Enquanto o apostolo Paulo discorre aqui sobre os dons espirituais, continua destacando a soberania de Deus, quando afirma que a graça foi concedida a cada um de nós crentes, segundo a proporção do dom. foi Cristo que concedeu dons aos homens, pois Ele mesmo e não outro qualquer foi concedeu à Igreja todos os dons necessários à edificação de seus membros e desempenho do seu serviço.
- Deus apropria o dom de acordo com seus propósitos. (1Pd 4,10)

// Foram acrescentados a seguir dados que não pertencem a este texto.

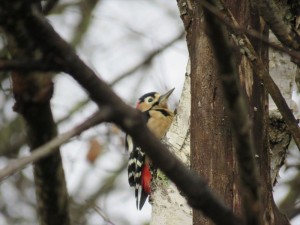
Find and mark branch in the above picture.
[203,1,261,225]
[201,2,300,67]
[0,109,110,181]
[4,4,243,225]
[0,59,62,72]
[202,2,300,150]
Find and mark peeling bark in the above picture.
[150,68,192,225]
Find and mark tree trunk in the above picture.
[178,0,288,225]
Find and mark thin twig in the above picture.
[203,1,261,225]
[0,59,62,72]
[0,109,111,181]
[201,1,300,67]
[201,1,300,150]
[93,206,115,225]
[252,0,300,51]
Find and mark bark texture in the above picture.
[151,71,192,225]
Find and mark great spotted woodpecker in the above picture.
[126,88,174,210]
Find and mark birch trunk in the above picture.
[150,63,193,225]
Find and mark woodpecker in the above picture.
[126,88,175,210]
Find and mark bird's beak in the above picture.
[159,88,175,105]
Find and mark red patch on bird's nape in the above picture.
[141,164,152,194]
[135,101,140,109]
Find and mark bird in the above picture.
[125,88,175,210]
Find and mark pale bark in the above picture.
[150,62,193,225]
[269,33,298,185]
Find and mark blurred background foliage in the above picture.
[0,0,300,225]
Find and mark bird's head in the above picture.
[136,88,175,112]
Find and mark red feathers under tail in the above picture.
[141,163,152,194]
[138,163,152,210]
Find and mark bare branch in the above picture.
[202,2,300,153]
[0,109,111,181]
[252,0,300,50]
[204,1,262,225]
[0,59,62,72]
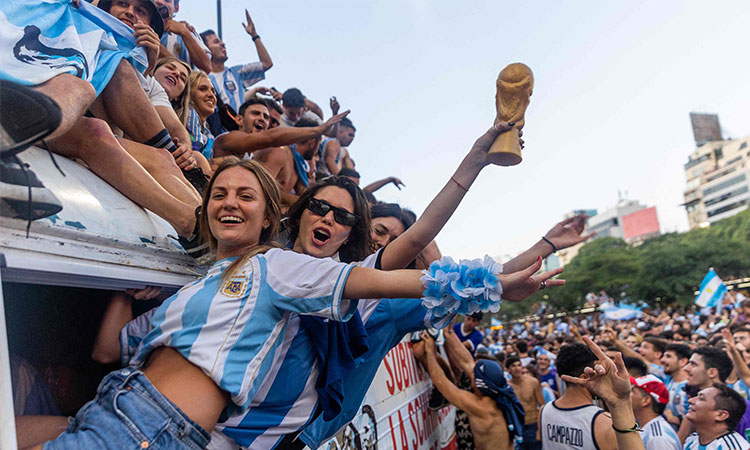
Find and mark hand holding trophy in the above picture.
[487,63,534,166]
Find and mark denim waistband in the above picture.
[107,367,211,448]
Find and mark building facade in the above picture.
[683,114,750,229]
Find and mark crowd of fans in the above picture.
[418,293,750,450]
[0,0,750,450]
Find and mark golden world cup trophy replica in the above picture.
[488,63,534,166]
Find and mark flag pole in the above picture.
[709,267,724,316]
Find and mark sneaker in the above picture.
[0,157,62,221]
[427,387,450,411]
[0,80,62,158]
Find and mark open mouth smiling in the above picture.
[312,228,331,245]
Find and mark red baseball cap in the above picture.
[630,374,669,405]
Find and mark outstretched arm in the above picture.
[91,287,160,364]
[443,322,474,376]
[362,177,406,193]
[242,10,273,71]
[562,336,644,450]
[505,214,595,272]
[161,19,211,73]
[214,111,349,156]
[381,122,517,270]
[415,332,485,415]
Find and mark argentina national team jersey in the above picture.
[641,416,682,450]
[129,249,358,420]
[683,431,750,450]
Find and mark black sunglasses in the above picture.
[307,197,358,227]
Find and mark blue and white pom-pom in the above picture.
[421,256,503,318]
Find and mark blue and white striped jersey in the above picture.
[214,251,452,450]
[667,377,688,417]
[128,249,357,420]
[641,416,682,450]
[684,431,750,450]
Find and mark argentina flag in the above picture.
[599,303,643,320]
[695,268,727,308]
[0,0,148,95]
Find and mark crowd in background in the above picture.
[0,0,750,450]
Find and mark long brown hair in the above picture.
[287,176,374,262]
[154,56,192,125]
[198,156,281,279]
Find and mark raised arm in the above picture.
[242,10,273,71]
[362,177,406,193]
[721,327,750,386]
[505,214,595,272]
[214,111,349,156]
[414,332,485,415]
[162,19,211,73]
[381,122,516,270]
[323,139,341,175]
[443,323,474,376]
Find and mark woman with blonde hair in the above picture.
[36,153,562,450]
[154,56,192,125]
[185,70,218,160]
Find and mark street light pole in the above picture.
[216,0,222,39]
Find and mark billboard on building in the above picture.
[622,206,660,241]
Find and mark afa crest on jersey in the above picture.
[220,277,250,298]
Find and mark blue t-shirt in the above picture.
[300,298,452,448]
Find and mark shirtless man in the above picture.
[505,356,544,450]
[253,119,320,203]
[413,332,523,450]
[214,98,349,158]
[318,119,354,178]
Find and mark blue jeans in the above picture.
[44,368,211,450]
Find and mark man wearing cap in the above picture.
[684,383,750,450]
[453,312,482,356]
[630,374,682,450]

Encontramos nos ensinos de Pedro indicações claras de que os dons espirituais acontecem somente debaixo da soberania de Deus. Ele ordena que devemos servir uns aos outros de conformidade com o dom que recebemos e que devemos fazer isto como bons despenseiros de Deus isto significa que ele pressupõe que os nossos dons espirituais, bem como as chaves da despensa de Deus nos foram concedidos pela sua vontade soberana. Com base no que foi dito aqui a respeito da soberania de Deus sobre os dons espirituais, fica claro que nenhum crente pode eleger este ou aquele dom para si e administrá-lo a seu modo, pois tanto a concessão como o jeito de se exercitar o dom são prerrogativas de Deus, ainda que tenhamos o mandamento de procurar com zelo os melhores dons – “Mas procurai com zelo os maiores dons. Ademais, eu vos mostrarei um caminho sobremodo excelente.” (1Cor 12,31).
CONCLUINDO
Gostaria de concluir este capitulo lembrando a cada um de nós que enquanto exercitamos os dons espirituais devemos levar em conta estes três princípios – da independência dos membros, do amor fraternal e da soberania de Deus – bem como os propósitos para os quais eles nos foram doados a saber: o serviço a Deus visando sua gloria (“os segredos do seu coração se tornam manifestos; e assim, prostrando-se sobre o seu rosto, adorará a Deus, declarando que Deus está verdadeiramente entre vós. (1Cor 14,25)) e aos homens visando a edificação dos irmãos e a salvação de pecadores (Mas, se todos profetizarem, e algum incrédulo ou indouto entrar, por todos é convencido, por todos é julgado. (1Cor 14,24)).
Qualquer uso dos dons do Espírito Santo sem levar em conta os princípios e propósitos é contrário à natureza deles. Por isso somos exortados aqui a fazermos as coisas do jeito de Deus, e assim tudo quanto fizermos será bem sucedido – “Pois será como a árvore plantada junto às correntes de águas, a qual dá o seu fruto na estação própria, e cuja folha não cai; e tudo quanto fizer prosperará.” (Sl 1,3).